Here’s a spiritual answer to a logical question.
Clarity of speech and writing springs from clarity of thought. So the question is how can I develop clarity of thought?
For clarity of thought, the short answer is: Keep asking ‘Why’, ‘What is the underlying belief here?’ and ‘What if that belief was not true?’ and stay courageous as you go deeper. Until you hit a point beyond the good/bad of “morality”.
- For any strong opinion that you hold, ask ‘Why?’ For example, “Trump is the worst thing to happen to the USA”
- The next reason will be ‘obvious’. For example “Because he is so racist!”
- Ask ‘What is the underlying belief here?’ Maybe it is ‘A president cannot be racist. Trump is racist’
- Ask ‘What if that belief was not true?’ Your mind will scream ‘Come on you idiot!! Are you crazy??!!’ Irritation and anger are not signs of confidence, but fear.
Your ego is gasping for breath. But stay open.
- If you cross this barrier, you will find yourself opening up to opposing views, standpoints. This process of opening up is the key; not your ability to prove your opinions by drowning people in facts and bullet points.
- These opposing views will challenge your other deeper beliefs. Remind yourself that this is all a mental exercise. No bones are getting broken. So there is no need to panic.

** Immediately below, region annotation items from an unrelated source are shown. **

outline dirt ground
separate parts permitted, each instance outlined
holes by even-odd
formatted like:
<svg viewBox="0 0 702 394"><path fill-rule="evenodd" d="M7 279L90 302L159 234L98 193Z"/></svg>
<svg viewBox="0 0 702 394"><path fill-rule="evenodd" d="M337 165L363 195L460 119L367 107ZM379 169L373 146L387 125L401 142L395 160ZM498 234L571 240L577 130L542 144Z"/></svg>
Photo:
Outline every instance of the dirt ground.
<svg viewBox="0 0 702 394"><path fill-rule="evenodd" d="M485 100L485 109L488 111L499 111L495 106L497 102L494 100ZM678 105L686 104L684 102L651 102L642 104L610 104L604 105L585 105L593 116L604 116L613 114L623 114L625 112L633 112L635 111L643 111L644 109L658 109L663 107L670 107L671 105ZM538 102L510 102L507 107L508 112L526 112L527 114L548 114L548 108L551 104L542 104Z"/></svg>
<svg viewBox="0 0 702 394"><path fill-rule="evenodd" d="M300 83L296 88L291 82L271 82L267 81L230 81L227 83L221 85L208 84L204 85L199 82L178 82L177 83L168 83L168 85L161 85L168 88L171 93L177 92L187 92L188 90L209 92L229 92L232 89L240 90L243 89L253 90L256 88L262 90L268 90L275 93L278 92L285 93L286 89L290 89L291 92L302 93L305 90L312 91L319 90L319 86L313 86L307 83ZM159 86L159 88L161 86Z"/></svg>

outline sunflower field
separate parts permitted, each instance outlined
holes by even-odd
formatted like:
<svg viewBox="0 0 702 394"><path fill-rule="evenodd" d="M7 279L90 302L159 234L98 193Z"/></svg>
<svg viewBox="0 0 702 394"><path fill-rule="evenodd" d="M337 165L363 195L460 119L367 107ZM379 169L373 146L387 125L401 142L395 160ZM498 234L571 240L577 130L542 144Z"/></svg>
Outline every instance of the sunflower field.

- Rinse and repeat all the above steps for each belief that bubbles up
For example, let us say you continue the train of reflection after discovering your belief that “A president cannot be racist. Trump is racist”, the internal conversation might sound something like this:
- “A president cannot be racist. Trump is racist”
- “What do I mean by racist?”
- “Racist means making demeaning remarks based on somebody’s race”
- “OK, so the underlying belief is making demeaning remarks based on somebody’s race”
- “And why is that?”
- “Because you cannot judge anyone negatively based on their race. That would be wrong..unfair”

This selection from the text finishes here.